Ask any American who invented the automobile, and you'll probably get Henry Ford as your answer 8 times out of 10. Now any true Jalop worth their salt knows that it was Karl Benz, a German, who was the actual inventor of the car. Germans have always seemed to get what makes cars tick in all the right ways, and when they wanted to tackle the concept of mass production of cars for everyone that Henry Ford had created, Volkswagen was born. Not always the most prestigious of automakers, it nevertheless occupies a near premium segment of the market in most American's minds, the yuppie Toyota if you will. Volkswagen though is not satisfied with that position. They want to be Toyota. They want to be GM. They want to be at the top of the world no matter what it takes.

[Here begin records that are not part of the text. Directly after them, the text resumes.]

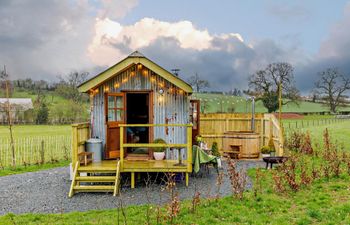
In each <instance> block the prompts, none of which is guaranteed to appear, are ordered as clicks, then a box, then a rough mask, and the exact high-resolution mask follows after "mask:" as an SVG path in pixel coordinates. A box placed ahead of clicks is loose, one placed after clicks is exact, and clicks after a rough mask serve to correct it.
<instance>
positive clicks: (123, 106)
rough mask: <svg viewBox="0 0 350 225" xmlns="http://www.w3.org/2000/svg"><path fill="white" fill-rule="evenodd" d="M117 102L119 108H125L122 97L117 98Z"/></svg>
mask: <svg viewBox="0 0 350 225" xmlns="http://www.w3.org/2000/svg"><path fill="white" fill-rule="evenodd" d="M116 102H117V106H116V107H117V108H124V105H123V97H122V96H116Z"/></svg>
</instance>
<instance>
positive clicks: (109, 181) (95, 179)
mask: <svg viewBox="0 0 350 225" xmlns="http://www.w3.org/2000/svg"><path fill="white" fill-rule="evenodd" d="M75 180H76V181H81V182H83V181H86V182H115V177H113V176H90V177H77V178H76V179H75Z"/></svg>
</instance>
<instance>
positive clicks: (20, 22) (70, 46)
mask: <svg viewBox="0 0 350 225" xmlns="http://www.w3.org/2000/svg"><path fill="white" fill-rule="evenodd" d="M136 4H137V1H136V0H131V1H129V0H123V1H102V3H101V4H100V5H96V4H91V2H90V1H87V0H77V1H71V0H51V1H34V2H33V1H29V0H13V1H0V65H1V66H2V65H3V64H6V65H7V68H8V71H9V73H10V75H11V77H12V78H13V79H15V78H23V77H32V78H33V79H45V80H52V79H54V78H55V77H56V76H57V75H65V74H67V73H69V72H70V71H72V70H88V71H95V70H96V67H97V66H98V65H96V64H94V63H93V62H92V61H91V60H90V58H89V57H88V46H89V45H90V44H91V41H92V38H93V37H94V35H95V24H96V21H98V19H99V16H102V15H104V16H110V15H114V16H113V18H121V17H123V16H125V13H127V12H129V11H130V10H131V9H132V8H133V7H135V6H136ZM18 15H20V16H18ZM100 20H101V19H100ZM107 38H108V36H107Z"/></svg>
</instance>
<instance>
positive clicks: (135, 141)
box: [126, 92, 152, 160]
mask: <svg viewBox="0 0 350 225" xmlns="http://www.w3.org/2000/svg"><path fill="white" fill-rule="evenodd" d="M150 103H151V98H150V93H149V92H127V93H126V109H127V110H126V123H127V124H149V123H151V118H152V117H151V115H150V114H151V109H150V105H151V104H150ZM126 135H127V143H148V142H149V141H150V140H151V133H150V129H149V127H128V128H127V132H126ZM149 156H150V152H149V150H148V149H147V148H128V149H127V158H128V159H129V160H147V159H149Z"/></svg>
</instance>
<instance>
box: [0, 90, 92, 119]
mask: <svg viewBox="0 0 350 225" xmlns="http://www.w3.org/2000/svg"><path fill="white" fill-rule="evenodd" d="M41 93H42V94H41V95H42V96H44V102H45V103H46V105H47V107H48V109H49V120H48V123H50V124H70V123H74V122H82V121H88V119H89V103H88V102H81V103H80V104H76V103H74V102H73V101H72V100H70V99H67V98H64V97H62V96H60V95H59V94H58V93H57V92H56V91H49V90H42V91H41ZM0 97H5V95H4V93H3V91H2V92H0ZM11 98H31V99H32V101H33V105H34V110H33V114H32V118H28V120H29V121H30V123H32V122H33V121H35V118H36V112H37V110H38V107H39V106H38V104H37V103H36V100H37V98H38V93H37V91H31V90H26V89H23V88H14V89H13V90H12V94H11ZM29 121H27V122H29Z"/></svg>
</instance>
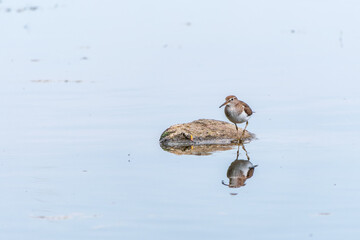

In the past 20 years VW's holdings have expanded several times over. We live in a world where the Bugatti in the fast lane and the MAN truck it passed 2 seconds ago are owned by the same company that Hitler backed. In an ironic twist even Porsche, whose founder was responsible for the creation of the Beetle, found itself under VW rule in 2012 . It could be said then that Volkswagen has an almost zealous desire to rule the world, but in their quest for world domination have they forgotten some of the very reasons consumers buy German in the first place? Have they sat down in a modern Jetta and really taken the time to look at what they're offering?

The new Jetta has an MSRP just under $17,000, for that you can get the most basic of teutonic economy to cart you and your pals around. That accessible price comes at the cost of some interior choices with hard plastic, that used to be the scourge of American, Korean, Japanese, and other inferior cars, chief among the new and improved materials to be found in a modern VW. That's okay though, the layout still works, and indeed there are far worse places to be than in a new VW. There is one glaring exception to all this though, one I first noticed when I sat in a new GLI. Pushing the clutch in, I flicked the key out of the iconic switchblade fob ready to bring the car to life, but upon trying to start the car the key was met with the hard sounds of metal on cheap plastic. I looked down at the ignition and noticed that in it's still marked place was a flat piece of plastic that looked as if it had been thrown on at the last second. Just under the radio, sat a cheap little metal button that controlled the vital functions of starting and stopping the engine, I pushed in the clutch again and started car sans key.


It was a cheap system, looking more like an aftermarket installation at Pep Boys than what you would typically find in something with a German badge. Imagine my surprise then when just last week I sat in a brand-new Touareg TDI, a vehicle Volkswagen says is," Lavished with stylish details, thoughtful design…" Yet in this $50,000 premium SUV, one with "thoughtful design," Pep Boys was present again. This isn't thoughtful design, it's not a stylish detail either. It's incompetence, or worse yet willful negligence.

Volkswagen may well be on pace to dominate global car sales, but at what cost? In their haste to compete they've betrayed the very factors that made their cars different and unique in the first place. Maybe I'm wrong though, and this is just an overreaction on my part. Perhaps these are just aberrations that will correct themselves in time, but when the keyless start in a Kia is presented better than in your top of the line model? Something's gone awry.